時代は巡る
前回、
からの続きです。
千石船が番船レースで覇を競っていた1853年。
江戸時代の人々の度肝を抜いた黒船とは……
日本人が初めて見る蒸気船で、しかも巨大な軍艦だった。
ということのようです。
当時はまだ新興国だった米国が送り込んできた、東インド艦隊の4隻は、
旗艦〈USS Susquehanna〉(全長257ft)と〈USS Mississippi〉(全長229ft)、2隻の帆走/蒸気船。
〈USS Saratoga〉(146ft)、〈USS Plymouth〉(147ft)、2隻の帆船。
でした。
これが、どのくらい大きいフネなのかというと。
たとえば、大航海時代の先駆けとなった、コロンブスの大西洋横断で使われた〈La Santa María〉が全長85ft。文献によって数字がかなり違うのですが、千石船(全長約100ft弱)より小さいわけで。これが、1492年のお話。
マゼランの世界周航では、5隻のうちただ1隻スペインまで戻ってきた〈Nao Victoria〉が、全長28m(93ft)。これが、1519年-1522年
大西洋横断の方はまだしも、地図の無い時代に、よくぞ世界一周したな、と思いますが。
時代は進み、キャプテン・クックが乗った〈HMS Endeavour〉が1764年の進水で、全長29.77m(97ft8in)。
と、全長からするとちょうど江戸時代の千石船くらいの大きさということになります。
〈HMS Endeavour〉は復原されていて、一般公開されています。
ワタシも乗りました。これでも結構デカイです。
ジェームズ・クックによる航海は1768年から1780年まで、3度に渡って探検と調査、測量という、いわば大航海時代の仕上げのような任務だったといえます。
そして、探検から覇権争いへとフネの時代は進み、
帆船全盛期の軍艦と言えば、トラファルガー沖海戦(1805年)で活躍した英国海軍の旗艦〈HMS Victory〉で全長227ft。
この頃の1等戦列艦で、両舷3層に大砲が並んでおり、見上げるような舷側は威圧感があります。
この船、今もポーツマス港の乾ドックに保存されてるそうです。復原ではなく、当時のフネそのものを。
一方、米国海軍の〈USS Constitution〉は、1797年就役のフリゲート艦で全長は207ft。
こちらはいまだに走れる状態に保たれており、米国海軍の現役艦扱いになっています。
こうして比べていくと、1853年に浦賀沖に現れた〈USS Susquehanna〉(全長257ft)がいかに大きかったか、分かっていただけるかと。

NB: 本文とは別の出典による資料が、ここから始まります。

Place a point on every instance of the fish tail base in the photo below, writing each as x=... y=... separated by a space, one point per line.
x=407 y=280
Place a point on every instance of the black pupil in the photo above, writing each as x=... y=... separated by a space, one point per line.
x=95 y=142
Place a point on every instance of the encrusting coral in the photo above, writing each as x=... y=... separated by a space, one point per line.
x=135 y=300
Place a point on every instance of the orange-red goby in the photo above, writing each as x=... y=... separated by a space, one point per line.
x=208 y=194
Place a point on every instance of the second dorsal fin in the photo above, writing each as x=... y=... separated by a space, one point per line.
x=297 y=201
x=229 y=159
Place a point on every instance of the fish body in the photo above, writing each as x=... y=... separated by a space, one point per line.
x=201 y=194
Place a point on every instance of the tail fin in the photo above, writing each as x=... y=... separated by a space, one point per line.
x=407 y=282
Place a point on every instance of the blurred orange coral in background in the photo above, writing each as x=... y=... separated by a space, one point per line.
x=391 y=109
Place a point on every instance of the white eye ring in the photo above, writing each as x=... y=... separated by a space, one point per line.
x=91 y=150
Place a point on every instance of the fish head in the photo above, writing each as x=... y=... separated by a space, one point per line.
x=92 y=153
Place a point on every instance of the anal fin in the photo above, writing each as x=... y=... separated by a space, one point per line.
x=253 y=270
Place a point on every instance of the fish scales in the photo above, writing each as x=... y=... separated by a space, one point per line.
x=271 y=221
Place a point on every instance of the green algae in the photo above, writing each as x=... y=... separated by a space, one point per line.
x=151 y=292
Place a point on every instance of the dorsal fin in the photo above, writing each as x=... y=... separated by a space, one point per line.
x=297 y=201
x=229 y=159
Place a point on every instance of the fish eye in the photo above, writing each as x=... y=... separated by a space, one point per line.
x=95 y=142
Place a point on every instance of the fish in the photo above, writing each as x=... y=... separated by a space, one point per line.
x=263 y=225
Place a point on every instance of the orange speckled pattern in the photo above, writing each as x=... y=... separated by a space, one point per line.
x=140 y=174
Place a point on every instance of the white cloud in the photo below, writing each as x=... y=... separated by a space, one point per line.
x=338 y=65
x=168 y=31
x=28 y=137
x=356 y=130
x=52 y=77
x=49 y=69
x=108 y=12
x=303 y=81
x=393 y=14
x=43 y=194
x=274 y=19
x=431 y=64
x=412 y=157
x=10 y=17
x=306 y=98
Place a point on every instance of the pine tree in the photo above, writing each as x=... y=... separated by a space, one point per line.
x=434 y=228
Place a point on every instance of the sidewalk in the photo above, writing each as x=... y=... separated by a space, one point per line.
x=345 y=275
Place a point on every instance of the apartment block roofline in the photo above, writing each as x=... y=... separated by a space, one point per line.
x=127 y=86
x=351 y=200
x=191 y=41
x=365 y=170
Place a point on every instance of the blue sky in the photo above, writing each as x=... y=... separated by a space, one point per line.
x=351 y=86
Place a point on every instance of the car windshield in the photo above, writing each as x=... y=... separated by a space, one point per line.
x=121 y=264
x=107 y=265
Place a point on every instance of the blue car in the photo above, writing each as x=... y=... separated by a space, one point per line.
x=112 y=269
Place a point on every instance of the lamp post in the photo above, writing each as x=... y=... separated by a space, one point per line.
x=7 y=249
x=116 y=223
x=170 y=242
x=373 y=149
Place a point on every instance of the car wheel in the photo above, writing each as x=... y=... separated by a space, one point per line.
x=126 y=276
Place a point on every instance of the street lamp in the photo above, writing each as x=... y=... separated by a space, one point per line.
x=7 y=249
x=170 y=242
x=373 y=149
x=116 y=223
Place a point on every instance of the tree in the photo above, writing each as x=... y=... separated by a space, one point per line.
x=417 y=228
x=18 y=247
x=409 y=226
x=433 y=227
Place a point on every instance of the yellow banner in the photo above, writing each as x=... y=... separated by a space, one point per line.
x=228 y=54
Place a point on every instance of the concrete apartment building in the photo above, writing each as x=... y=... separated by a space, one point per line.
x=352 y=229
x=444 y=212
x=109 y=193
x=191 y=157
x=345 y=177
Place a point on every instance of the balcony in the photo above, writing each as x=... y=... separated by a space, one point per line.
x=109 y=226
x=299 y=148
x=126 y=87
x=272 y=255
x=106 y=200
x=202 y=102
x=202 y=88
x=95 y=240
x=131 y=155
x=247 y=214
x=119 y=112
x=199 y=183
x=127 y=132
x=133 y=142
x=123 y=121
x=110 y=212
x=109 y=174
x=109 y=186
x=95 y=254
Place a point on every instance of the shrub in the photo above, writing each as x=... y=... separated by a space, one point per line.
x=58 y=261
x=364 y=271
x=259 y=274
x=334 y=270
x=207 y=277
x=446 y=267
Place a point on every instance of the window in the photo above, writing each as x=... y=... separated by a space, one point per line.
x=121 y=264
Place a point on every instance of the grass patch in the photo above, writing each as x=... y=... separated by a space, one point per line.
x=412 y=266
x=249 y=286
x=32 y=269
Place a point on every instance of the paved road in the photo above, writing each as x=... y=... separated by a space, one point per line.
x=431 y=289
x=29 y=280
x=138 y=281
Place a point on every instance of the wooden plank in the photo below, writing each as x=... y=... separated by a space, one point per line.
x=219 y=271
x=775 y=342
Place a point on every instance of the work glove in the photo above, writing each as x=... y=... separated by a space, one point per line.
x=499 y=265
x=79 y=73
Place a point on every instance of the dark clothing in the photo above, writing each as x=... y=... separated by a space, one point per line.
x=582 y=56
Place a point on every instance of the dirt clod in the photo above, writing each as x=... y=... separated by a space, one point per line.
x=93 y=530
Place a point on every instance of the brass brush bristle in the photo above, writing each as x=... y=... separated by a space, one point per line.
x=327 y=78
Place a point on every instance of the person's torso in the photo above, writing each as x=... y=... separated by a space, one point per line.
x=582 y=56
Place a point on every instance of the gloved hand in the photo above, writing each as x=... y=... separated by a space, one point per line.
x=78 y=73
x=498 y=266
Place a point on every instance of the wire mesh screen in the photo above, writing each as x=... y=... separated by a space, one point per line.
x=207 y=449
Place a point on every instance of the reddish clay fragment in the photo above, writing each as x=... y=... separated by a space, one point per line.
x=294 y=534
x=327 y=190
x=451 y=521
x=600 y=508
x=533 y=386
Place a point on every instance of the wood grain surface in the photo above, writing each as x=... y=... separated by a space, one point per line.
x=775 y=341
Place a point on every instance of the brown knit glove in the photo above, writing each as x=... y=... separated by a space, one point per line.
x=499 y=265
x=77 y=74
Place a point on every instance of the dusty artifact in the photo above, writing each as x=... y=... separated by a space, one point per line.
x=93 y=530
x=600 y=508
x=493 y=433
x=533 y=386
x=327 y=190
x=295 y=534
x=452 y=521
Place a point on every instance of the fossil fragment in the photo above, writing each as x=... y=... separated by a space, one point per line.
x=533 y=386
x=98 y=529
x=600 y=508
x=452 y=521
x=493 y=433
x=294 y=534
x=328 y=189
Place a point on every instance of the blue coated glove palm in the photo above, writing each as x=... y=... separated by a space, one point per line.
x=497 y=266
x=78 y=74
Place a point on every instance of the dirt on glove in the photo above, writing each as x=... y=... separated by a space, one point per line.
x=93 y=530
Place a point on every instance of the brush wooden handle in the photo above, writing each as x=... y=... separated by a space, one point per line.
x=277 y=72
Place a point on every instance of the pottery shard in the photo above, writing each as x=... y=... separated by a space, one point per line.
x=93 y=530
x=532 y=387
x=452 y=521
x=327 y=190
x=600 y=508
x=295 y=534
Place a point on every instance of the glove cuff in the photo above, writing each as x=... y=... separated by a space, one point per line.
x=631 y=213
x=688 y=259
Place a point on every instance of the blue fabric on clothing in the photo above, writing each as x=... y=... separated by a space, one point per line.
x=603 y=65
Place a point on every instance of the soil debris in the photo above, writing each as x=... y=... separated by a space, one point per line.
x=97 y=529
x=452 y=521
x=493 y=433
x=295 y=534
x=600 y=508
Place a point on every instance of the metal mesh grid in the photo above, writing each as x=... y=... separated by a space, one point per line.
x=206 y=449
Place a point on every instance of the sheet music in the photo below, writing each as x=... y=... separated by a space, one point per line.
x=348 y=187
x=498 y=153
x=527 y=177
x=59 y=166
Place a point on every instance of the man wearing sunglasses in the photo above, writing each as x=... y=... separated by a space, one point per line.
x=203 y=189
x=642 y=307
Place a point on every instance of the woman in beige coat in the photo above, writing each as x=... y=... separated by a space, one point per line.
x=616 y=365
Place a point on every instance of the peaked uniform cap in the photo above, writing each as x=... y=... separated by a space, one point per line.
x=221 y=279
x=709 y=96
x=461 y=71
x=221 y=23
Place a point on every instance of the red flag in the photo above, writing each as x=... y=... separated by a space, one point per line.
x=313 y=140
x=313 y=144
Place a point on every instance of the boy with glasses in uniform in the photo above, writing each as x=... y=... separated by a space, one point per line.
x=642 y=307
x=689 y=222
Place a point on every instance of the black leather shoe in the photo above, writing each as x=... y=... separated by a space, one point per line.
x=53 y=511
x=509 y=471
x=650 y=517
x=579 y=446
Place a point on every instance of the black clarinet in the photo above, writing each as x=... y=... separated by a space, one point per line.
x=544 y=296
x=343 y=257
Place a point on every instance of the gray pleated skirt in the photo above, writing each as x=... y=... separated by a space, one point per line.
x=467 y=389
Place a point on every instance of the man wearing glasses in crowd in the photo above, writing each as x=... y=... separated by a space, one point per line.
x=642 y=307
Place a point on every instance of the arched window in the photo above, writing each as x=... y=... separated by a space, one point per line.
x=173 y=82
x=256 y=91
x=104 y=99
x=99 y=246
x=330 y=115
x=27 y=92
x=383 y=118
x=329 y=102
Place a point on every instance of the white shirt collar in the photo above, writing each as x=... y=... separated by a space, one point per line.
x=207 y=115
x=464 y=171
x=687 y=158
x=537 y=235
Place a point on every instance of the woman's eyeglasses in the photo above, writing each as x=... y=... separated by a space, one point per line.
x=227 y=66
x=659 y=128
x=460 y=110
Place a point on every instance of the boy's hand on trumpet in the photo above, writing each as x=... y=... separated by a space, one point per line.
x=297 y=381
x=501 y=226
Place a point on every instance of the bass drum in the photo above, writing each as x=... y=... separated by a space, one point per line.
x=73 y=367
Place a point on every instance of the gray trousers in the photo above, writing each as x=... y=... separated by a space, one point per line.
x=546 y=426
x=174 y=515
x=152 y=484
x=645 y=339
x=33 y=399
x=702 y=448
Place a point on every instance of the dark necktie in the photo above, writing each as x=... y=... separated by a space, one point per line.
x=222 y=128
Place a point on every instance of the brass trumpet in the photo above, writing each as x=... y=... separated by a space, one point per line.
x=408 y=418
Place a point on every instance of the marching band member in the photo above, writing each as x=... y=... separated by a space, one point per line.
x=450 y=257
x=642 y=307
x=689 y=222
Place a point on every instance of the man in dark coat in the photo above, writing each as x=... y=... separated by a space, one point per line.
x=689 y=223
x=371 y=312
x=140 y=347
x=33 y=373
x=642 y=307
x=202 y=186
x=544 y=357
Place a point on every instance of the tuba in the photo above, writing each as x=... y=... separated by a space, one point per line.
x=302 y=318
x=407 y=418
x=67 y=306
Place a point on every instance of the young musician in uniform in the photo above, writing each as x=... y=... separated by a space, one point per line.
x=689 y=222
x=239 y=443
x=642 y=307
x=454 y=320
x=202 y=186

全長で、千石船の2.5倍以上。単純に計算して長さが2.5倍なら、デッキの面積は6.25倍、容積は15倍以上になるわけで。
そのうえ蒸気船。
……といっても、実際には、当時はまだ蒸気船のメリットはさほどなく、特に荷物を運ぶ商船では、重くてかさばる蒸気機関や燃料の石炭を積まなくてすむ帆船の方がメリットがあったもよう。
インドから英国に紅茶葉を運ぶティークリッパーとして有名な〈Cutty Sark〉は、この後、1869年の進水です。
これが全長286ft。デカイ。
ちょうどこの頃スエズ運河が開通し、商船でも蒸気船のメリットが出てくるわけですが……。
軍艦としても、〈USS Susquehanna〉はまだ外輪船のため、大砲を並べるスペースが減るとか、攻撃する側からすれば外輪部は良い標的になってしまう、と、必ずしも優れていたとはいえなかったようです。
それでも、江戸湾の奥まで船を進めるには、無風時でも動ける蒸気船はメリットがあったはずで。
なにより、煙を吐きながら外輪を回し、力強くその黒い巨体を進める姿は、江戸の人々の度肝を抜かす効果が大きかったことでしょう。
黒船来航は、日本にとって大きな時代の節目となったわけですが、
世界的にみても、”フネで海を渡る”ということに関して、帆船から汽船へと変わりゆく、大きな時代の変わり目でもあったわけです。
今では帆船は遠い昔の海のロマンみたいな扱いですが、そんな帆船時代の船乗りの心意気を今に繋ぐのが、外洋ヨットレースなのです。